Con todo, la magnificencia del concierto llegó en la segunda parte, con la Sexta Sinfonía de Beethoven. Para una orquesta con solistas de viento-madera como los de la formación holandesa esta obra es un escaparate prodigioso. Fantástica propuesta sonora por parte de la orquesta en el primer movimiento —con un cuidado tímbrico poco común— y en la fogosa tormenta, preparada por el director británico extremando las dinámicas tanto como su búsqueda de contrastes. Pero fue el segundo movimiento donde todo cobró sentido. La distribución orquestal, con los contrabajos centrados tras la orquesta en último término, se demostró perfecta para construir la evocación de la escena en el arroyo, emocionando por la profundidad de significado del sonido, su vocación descriptiva y por la capacidad de trasladar la belleza intangible al pentagrama.
La segunda sesión empezó con Mais les corps taché d’ombres, del joven compositor Rick van Veldhuizen, una de las obras retrasadas por la anormalidad pandémica. La pieza usa un arpa preparada y las secciones de cuerda para construir un discurso de superposición de sonoridades y una construcción armónica algo deudora del Ligeti de mediados de los cincuenta. Intensa y con buenos instantes finales en una partitura con una concepción muy poética del sonido.
Y llegó la Novena de Mahler. Ese monumento doloroso y bello que hiere como un Guernica o una esquina solitaria de Hopper. Tan frágil para sacarla adelante y tan abigarrada en su planteamiento de la emoción. Y, claro está, con el recuerdo todavía candente de aquellos minutos finales de Abbado con esta obra, en esta misma sala y en este mismo ciclo de Ibermúsica, hace ya tanto. Harding huyó de comparaciones. Atacó con potencia esos tres minutos iniciales donde asentó su gramática: un Mahler evocador pero no por los casi cien músicos en el escenario, sino por el uso no frenético de los metales, el prodigioso viento-madera y el control de la afinación de los sobreagudos violinísticos. Se detuvo en el tema de “Les adieux” de Beethoven, cantó el motivo de Das Lied von der Erde y cerró un primer movimiento con pura musculatura.

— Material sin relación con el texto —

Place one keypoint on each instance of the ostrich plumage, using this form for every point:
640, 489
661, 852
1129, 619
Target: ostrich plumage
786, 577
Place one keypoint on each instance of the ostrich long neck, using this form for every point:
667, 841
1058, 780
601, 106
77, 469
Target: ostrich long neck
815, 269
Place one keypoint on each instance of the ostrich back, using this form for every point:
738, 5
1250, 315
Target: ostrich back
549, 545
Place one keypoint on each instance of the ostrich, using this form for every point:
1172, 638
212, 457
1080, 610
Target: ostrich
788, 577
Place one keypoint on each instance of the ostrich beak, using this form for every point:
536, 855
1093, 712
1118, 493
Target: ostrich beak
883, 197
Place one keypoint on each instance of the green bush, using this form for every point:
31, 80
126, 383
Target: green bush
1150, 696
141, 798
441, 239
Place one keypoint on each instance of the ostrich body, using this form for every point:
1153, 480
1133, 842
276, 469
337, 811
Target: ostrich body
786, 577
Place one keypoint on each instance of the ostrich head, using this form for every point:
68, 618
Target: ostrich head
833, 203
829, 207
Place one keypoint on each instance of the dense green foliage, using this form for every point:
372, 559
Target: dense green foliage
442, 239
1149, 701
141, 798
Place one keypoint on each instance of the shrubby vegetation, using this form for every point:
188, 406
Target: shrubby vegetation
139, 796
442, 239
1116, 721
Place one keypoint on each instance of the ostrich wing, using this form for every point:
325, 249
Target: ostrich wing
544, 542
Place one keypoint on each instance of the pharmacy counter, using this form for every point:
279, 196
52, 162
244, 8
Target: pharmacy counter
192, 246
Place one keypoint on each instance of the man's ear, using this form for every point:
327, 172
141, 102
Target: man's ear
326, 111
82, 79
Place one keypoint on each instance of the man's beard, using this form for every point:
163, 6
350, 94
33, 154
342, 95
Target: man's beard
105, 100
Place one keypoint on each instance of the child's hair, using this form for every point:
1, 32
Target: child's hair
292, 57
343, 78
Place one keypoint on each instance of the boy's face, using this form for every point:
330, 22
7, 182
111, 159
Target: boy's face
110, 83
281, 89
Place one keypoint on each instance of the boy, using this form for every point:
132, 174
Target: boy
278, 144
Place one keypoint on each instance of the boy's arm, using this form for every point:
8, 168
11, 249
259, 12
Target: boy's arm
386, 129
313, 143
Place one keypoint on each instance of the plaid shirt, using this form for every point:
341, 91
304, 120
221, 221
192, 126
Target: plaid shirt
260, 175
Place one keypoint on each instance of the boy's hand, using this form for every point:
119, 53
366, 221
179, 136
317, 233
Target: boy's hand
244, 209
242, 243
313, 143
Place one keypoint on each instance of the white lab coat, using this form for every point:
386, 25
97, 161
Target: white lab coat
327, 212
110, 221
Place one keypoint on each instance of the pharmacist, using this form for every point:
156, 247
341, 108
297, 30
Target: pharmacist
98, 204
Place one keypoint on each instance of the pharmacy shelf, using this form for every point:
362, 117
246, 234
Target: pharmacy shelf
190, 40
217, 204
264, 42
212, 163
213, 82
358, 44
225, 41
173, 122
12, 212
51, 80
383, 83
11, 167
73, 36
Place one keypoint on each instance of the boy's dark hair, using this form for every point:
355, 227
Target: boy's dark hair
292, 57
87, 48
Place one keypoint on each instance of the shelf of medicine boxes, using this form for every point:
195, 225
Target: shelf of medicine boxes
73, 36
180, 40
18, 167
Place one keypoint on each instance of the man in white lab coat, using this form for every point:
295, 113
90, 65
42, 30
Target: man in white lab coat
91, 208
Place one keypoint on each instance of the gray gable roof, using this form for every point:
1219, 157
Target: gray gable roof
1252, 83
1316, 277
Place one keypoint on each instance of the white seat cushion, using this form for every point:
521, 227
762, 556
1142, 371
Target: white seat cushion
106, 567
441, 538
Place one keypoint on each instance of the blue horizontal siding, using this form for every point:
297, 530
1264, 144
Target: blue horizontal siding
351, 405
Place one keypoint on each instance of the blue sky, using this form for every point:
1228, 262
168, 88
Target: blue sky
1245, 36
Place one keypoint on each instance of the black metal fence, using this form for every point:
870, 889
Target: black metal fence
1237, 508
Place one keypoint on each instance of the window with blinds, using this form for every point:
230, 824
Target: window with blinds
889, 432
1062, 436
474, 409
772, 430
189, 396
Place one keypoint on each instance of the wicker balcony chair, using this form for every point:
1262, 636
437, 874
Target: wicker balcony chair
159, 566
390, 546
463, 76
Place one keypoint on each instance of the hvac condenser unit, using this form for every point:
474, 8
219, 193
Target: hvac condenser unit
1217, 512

Durante el segundo movimiento, Harding tiró de elocuencia en el gesto para construir un “Ländler” robusto, impecable en lo técnico pero pecable en el vuelo poético, que pareció agotarse un tanto tras el largo inicio. No hubo asomo de sarcasmo en el tercero, para dejar toda la rabia contenida y el conflicto a un último movimiento ensimismado, repleto de momentos magníficos en cuanto a la tímbrica —como los únísonos entre contrafagotes y violonchelos— pero huyendo del sentimentalismo en la cita a los Kindertotenlieder.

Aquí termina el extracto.